Claude Desama (PS) : né en 1942 à Ensival (Verviers), issu d’une famille modeste, ce docteur en philosophie et lettres fut titulaire des chaires d’histoire économique et sociale et d’histoire de l’Europe à l’Université de Liège. Conseiller communal PS en 1983, il devint parlementaire européen pour revenir en 2001 à Verviers comme bourgmestre jusqu’en 2012. Décrit comme étant autoritaire et cassant, il a marqué le renouveau de Verviers en lançant des projets phares, le tout grâce à une personnalité imposante qui, selon l’expression consacrée, ne laissait personne indifférent. Marc Elsen (CDH) : né en 1960 à Petit-Rechain (Verviers), ce licencié en sciences psychologiques de l’Université de Liège a travaillé comme directeur d’un centre PMS. Il est devenu conseiller communal en 1988, puis échevin et est actuellement député wallon et chef de groupe CDH à la Communauté française. Relégué dans l’opposition en 2006, il prendra sa revanche en 2012 en devenant bourgmestre de Verviers, suite à son alliance avec le MR. On lui reconnaît un grand sens de l’écoute et une volonté de travailler en équipe. À l’opposé, il semble peu enclin à trancher et à s’imposer dans les situations de crise. Alfred (dit Freddy) Breuwer (MR) : né en 1960, avec une carrière dans le secteur des banques et assurances, il a commencé sa carrière politique au PS qu’il a quitté pour créer son parti « Verviers librement » où il sera élu.

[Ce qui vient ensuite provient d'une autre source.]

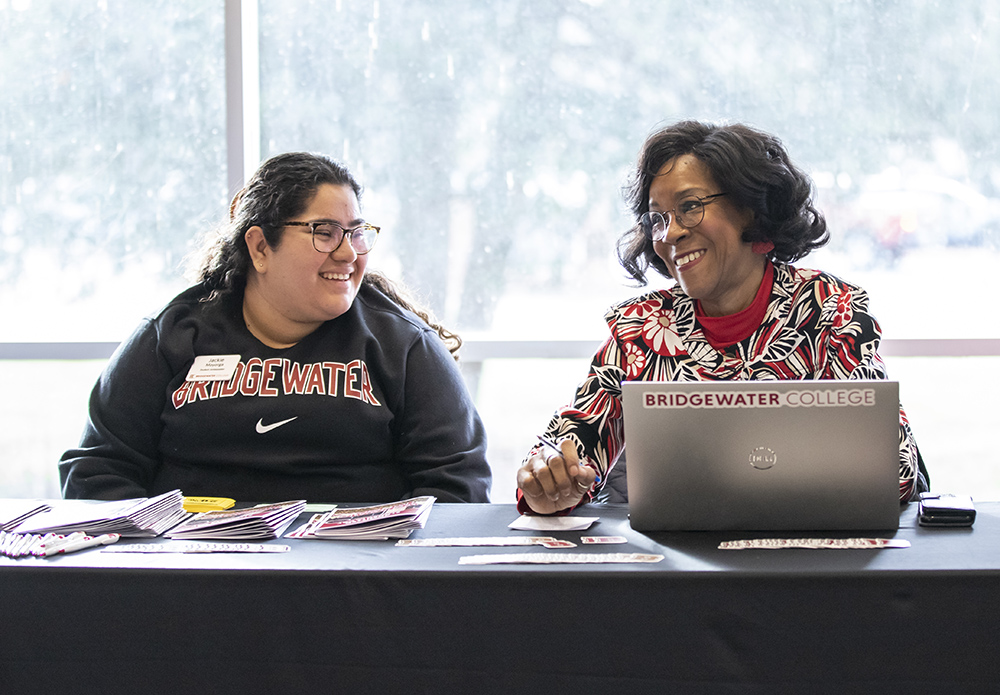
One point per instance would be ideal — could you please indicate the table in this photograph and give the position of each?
(367, 616)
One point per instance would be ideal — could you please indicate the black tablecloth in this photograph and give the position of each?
(367, 616)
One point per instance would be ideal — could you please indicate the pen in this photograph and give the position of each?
(548, 442)
(83, 543)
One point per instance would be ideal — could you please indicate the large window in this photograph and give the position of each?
(493, 139)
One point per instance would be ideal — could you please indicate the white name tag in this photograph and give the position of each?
(213, 368)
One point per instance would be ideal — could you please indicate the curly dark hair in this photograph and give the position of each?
(754, 170)
(280, 190)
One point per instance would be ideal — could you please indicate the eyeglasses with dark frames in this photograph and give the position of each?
(688, 213)
(328, 236)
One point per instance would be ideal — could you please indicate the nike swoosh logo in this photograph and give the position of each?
(264, 429)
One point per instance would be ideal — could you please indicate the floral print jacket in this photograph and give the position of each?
(816, 327)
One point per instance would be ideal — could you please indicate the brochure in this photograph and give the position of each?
(263, 522)
(135, 518)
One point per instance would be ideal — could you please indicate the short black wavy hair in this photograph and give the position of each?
(754, 170)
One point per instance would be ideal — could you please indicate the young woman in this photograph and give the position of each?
(287, 372)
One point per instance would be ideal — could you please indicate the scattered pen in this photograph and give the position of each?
(83, 543)
(548, 442)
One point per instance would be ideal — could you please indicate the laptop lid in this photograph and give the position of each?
(762, 455)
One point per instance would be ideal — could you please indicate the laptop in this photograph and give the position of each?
(762, 455)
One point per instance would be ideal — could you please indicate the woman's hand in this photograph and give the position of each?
(555, 483)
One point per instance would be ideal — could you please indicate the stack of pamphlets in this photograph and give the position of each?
(135, 518)
(378, 522)
(264, 522)
(22, 511)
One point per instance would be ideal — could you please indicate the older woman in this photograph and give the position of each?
(722, 211)
(287, 372)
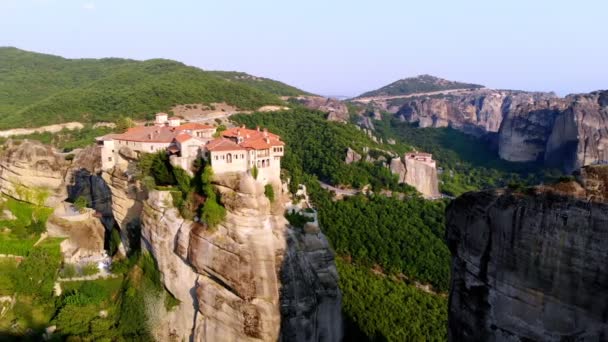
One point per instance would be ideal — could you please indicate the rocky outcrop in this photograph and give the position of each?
(525, 130)
(566, 132)
(251, 278)
(419, 171)
(31, 171)
(310, 297)
(579, 136)
(336, 110)
(352, 156)
(127, 198)
(530, 266)
(163, 234)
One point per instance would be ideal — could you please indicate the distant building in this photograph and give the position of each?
(240, 149)
(183, 142)
(236, 150)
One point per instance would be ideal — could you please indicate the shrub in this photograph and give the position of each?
(90, 269)
(80, 204)
(297, 220)
(36, 273)
(269, 192)
(68, 271)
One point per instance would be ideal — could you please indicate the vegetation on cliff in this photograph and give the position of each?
(261, 83)
(318, 147)
(380, 308)
(191, 195)
(400, 236)
(467, 163)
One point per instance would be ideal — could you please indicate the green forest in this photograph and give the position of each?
(34, 268)
(38, 89)
(402, 238)
(468, 163)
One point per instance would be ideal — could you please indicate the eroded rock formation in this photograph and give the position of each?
(567, 132)
(252, 278)
(531, 266)
(29, 168)
(419, 172)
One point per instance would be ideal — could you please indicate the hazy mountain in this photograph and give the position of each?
(418, 84)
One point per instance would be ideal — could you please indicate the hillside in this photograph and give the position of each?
(418, 84)
(261, 83)
(38, 89)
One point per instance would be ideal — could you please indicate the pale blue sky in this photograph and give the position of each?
(334, 47)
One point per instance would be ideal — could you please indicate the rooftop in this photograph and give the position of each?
(158, 134)
(223, 144)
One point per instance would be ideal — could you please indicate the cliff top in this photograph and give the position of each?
(419, 84)
(590, 183)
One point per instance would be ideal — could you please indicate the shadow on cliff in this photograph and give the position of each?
(452, 147)
(309, 297)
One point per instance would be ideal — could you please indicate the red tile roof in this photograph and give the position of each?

Il rejoindra par la suite le MR de Verviers et deviendra en 2006 échevin du logement. Tête de liste en 2012, il est le grand (et le seul) vainqueur des élections communales après une campagne très marquée à droite et cumule désormais les fonctions de président du CPAS de Verviers et d’échevin du Logement, de l’Emploi et du Budget.